Schrader asked Scorsese to take on the executive producer credit as a favor. “I said, ‘Marty, wouldn’t it be nice to share a card again? I thought it would help sell the film but it would also be a cool thing to do after all these years,’” Schrader said. “Then a couple of weeks later his agent called wanting to work out a deal. What deal? I asked Marty and he said yes. That’s the deal!” Now, the pair are trying to collaborate on a new long-form TV series based on the Bible, though the timing has been delayed by production on Scorsese’s upcoming “Killers of the Flower Moon.”
In the meantime, Schrader has been mulling over the way “Taxi Driver” not only continues to inform his storytelling but the world at large. “Hardly a week goes by that I don’t notice or hear some reference to it,” he said. “But I don’t know how you’d tell such a story today. A number of writers have tried and I don’t think they’ve succeeded because it has to come out of a certain place and time. We have plenty of these incels around, but they’re not as original or revealing as they were 45 years ago when that character came on the scene. I wouldn’t know how to write about it.”

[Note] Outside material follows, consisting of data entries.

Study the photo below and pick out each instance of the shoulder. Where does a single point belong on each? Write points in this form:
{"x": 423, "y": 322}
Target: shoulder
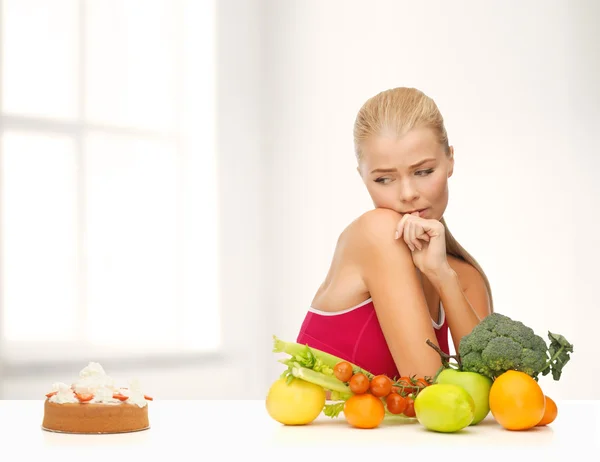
{"x": 374, "y": 225}
{"x": 371, "y": 235}
{"x": 473, "y": 285}
{"x": 468, "y": 275}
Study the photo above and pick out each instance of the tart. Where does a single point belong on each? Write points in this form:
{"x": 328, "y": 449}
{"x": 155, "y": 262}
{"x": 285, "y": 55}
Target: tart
{"x": 93, "y": 405}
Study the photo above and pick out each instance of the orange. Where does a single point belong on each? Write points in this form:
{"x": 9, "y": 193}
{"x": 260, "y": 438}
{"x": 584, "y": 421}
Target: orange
{"x": 550, "y": 413}
{"x": 517, "y": 401}
{"x": 364, "y": 411}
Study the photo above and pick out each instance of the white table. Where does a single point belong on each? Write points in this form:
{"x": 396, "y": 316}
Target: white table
{"x": 191, "y": 430}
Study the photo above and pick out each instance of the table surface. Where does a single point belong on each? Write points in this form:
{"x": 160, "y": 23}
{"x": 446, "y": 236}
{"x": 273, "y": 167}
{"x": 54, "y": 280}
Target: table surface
{"x": 244, "y": 428}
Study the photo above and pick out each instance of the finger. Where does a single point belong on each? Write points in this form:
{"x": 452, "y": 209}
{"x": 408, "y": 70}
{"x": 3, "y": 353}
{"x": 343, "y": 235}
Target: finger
{"x": 407, "y": 238}
{"x": 417, "y": 230}
{"x": 413, "y": 236}
{"x": 400, "y": 226}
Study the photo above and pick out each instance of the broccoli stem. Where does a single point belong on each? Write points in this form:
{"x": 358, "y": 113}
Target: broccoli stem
{"x": 445, "y": 356}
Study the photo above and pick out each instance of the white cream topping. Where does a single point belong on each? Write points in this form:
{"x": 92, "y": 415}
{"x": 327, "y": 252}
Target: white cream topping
{"x": 64, "y": 394}
{"x": 135, "y": 394}
{"x": 93, "y": 379}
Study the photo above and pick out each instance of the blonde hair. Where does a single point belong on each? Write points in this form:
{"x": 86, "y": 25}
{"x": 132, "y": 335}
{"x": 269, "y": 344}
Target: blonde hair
{"x": 398, "y": 111}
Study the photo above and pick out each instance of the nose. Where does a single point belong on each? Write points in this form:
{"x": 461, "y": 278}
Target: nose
{"x": 408, "y": 193}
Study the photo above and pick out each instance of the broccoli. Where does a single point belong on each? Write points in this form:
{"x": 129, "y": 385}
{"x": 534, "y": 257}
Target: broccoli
{"x": 498, "y": 344}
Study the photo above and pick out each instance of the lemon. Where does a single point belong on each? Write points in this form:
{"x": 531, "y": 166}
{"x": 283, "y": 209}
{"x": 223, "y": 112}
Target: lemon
{"x": 444, "y": 408}
{"x": 297, "y": 403}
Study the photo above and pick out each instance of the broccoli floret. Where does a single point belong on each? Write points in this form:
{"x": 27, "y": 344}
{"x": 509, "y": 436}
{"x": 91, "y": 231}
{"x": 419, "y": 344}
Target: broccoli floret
{"x": 517, "y": 331}
{"x": 502, "y": 354}
{"x": 476, "y": 342}
{"x": 498, "y": 344}
{"x": 532, "y": 361}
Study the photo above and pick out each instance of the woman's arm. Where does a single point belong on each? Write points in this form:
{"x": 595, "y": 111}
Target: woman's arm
{"x": 465, "y": 308}
{"x": 390, "y": 276}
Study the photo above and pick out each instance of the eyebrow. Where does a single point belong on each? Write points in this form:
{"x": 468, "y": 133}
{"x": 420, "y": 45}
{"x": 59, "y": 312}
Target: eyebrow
{"x": 390, "y": 170}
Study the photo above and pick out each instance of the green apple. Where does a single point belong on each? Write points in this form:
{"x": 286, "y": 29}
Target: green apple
{"x": 444, "y": 407}
{"x": 477, "y": 385}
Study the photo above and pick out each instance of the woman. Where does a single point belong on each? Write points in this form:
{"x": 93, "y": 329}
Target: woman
{"x": 398, "y": 277}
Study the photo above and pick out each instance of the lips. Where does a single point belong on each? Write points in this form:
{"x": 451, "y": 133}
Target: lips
{"x": 422, "y": 212}
{"x": 413, "y": 211}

Instead, his next project is a love triangle called “Master Gardener,” which he hopes to shoot in Louisiana before the end of the year. He has several other potential scripts ready to go after that. And while he has expressed trepidation about the future of cinema in the past, he’s not convinced that audiences have given up on it yet. He recalled a conversation he had with Cedric the Entertainer when “First Reformed” made the rounds. “He said off-handedly to me, ‘You know, I didn’t realize there were so many people who liked serious movies,’” Schrader said, and chuckled once more. “Well, yeah, there are.”